Mr. Lee – Take the money.
You think I’m a thief? Oh, you see, I’m not the thief. I’m not the one charging 85 cents for a *stinking* soda! You’re the thief. I’m just standing up for my rights as a consumer. – Bill Foster
Set during the real-life LA riots ― an event that actually brought a halt to production ― Falling Down provides us with many examples of private power’s degradation of American society. This is a land of isolation and selfishness, of low ethical values and second-rate service ― the kind of attitudes that low opportunity and joblessness invariably breed. When Foster visits a fast food restaurant, he is the victim of senseless bureaucracy when he misses breakfast by a mere minute. When he attempts to sit down in a public space, he is immediately confronted by gang members looking for trouble, while a predatory conman later accosts him with aggressive demands for anything he can get his hands on. Afterwards, when he wanders into an army surplus store he is mistaken as a vigilante by a deranged neo-nazi whose hatred for any and all races symbolises our propensity to blame each other for our societal predicaments. Foster is the conduit for our collective outrage.
The Los Angeles we are confronted with is a product of the fear and confusion, featuring the kind of racial stereotyping the mainstream media invariably propagates. It is this confusion and urge to point the finger that leaves our unwilling antagonist mired in conflict, gunning down phone booths in acts of wanton rage and apologising meekly when that same gun is mistakenly triggered for the sake of false advertising. When he somehow contrives to take a family hostage, he is horrified to think that he has hurt their infant daughter. Later, he causes a belligerent golfer’s heart attack, enraged by his selfishness and hostility and justified when the man clings to the ownership of that land as he clings to his dying breath.
Prendergast: Hey, they lie to everyone. They lie to the fish.

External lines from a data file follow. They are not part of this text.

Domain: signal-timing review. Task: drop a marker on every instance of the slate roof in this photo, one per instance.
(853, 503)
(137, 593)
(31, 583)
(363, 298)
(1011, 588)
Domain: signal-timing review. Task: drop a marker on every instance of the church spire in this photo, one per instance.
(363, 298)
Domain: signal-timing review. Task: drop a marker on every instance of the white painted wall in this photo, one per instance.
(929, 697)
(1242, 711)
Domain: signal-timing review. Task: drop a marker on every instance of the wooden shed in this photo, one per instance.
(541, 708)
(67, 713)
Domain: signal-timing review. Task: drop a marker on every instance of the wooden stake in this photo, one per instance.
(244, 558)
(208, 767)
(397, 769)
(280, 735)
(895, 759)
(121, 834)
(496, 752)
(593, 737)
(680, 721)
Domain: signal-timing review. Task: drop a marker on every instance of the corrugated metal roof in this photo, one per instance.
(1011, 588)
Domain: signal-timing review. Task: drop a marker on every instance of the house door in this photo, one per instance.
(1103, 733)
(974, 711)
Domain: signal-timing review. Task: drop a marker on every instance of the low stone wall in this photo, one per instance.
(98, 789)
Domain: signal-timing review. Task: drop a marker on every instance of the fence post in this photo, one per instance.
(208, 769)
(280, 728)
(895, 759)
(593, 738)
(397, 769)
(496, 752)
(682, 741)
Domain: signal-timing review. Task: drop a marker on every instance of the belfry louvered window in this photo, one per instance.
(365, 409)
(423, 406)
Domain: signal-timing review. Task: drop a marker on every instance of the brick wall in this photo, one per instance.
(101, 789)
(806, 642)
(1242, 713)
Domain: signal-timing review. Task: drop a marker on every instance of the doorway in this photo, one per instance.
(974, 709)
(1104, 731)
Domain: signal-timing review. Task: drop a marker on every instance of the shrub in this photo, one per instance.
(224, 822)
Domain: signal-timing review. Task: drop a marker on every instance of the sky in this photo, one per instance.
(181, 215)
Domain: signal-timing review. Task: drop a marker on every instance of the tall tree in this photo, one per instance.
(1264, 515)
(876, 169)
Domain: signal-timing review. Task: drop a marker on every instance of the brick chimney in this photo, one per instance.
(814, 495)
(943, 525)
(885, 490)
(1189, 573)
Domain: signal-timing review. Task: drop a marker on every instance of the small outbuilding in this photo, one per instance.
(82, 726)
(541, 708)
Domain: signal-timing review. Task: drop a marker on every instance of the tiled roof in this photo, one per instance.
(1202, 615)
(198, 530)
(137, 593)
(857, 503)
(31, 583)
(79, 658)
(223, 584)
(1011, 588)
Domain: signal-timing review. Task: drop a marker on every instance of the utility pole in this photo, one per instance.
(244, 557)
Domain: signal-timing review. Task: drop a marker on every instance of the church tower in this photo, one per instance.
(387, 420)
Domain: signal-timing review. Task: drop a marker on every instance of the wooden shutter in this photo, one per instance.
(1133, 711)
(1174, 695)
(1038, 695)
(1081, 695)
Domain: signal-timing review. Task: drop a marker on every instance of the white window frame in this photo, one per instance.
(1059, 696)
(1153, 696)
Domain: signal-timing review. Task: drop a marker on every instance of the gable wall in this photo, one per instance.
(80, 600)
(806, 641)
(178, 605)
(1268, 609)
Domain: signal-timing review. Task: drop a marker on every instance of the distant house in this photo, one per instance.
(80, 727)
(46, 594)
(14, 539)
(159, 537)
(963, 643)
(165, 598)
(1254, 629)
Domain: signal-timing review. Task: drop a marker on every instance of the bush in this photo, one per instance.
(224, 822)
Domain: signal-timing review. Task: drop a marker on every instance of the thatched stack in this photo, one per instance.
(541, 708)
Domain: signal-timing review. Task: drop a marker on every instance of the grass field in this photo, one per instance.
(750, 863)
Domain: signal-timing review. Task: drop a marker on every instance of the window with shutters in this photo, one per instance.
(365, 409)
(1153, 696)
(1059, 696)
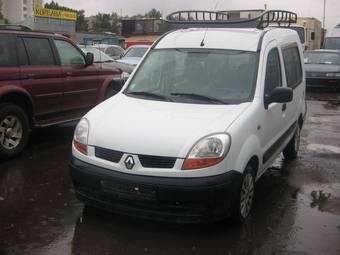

Prendergast’s department is too busy mired in stereotypes to catch up with Foster’s unlikely vigilante, an issue which reignites our unwilling desk jockey’s long-dormant appetite for police work. Proving his worth with a series of quick-witted discoveries, our hero is soon on the trail, and a meeting with Foster’s mother reveals a man at breaking point who is beset on the kind of reconciliation that can only end in disaster. In the end, it is the similarities the two share that sets Prendergast on the right track, and it is his understanding of the delicacies of such a fragile family unit that allows him to talk the ever maniacal Foster back from the brink of insanity.
Foster is more than just a man who feels wronged by society’s uncaring; he is a control freak in an environment devoid of any, a person who pursues Reagan’s family values with the kind of unnerving obsession that transforms him into an unfit father. ‘I’m the bad guy? How did that happen?’ Foster finally asks as he and Prendergast square-off for their fateful showdown. He has lived his entire life as a servant of America, and feels he should be rewarded duly, not disregarded and turned into the enemy. ‘Is that what this is about? You’re angry because you got lied to? Prendergast asks. ‘Hey, they lie to everyone. They lie to the fish.’
And they’ll lie to you too, but it’s how you deal with it that truly matters.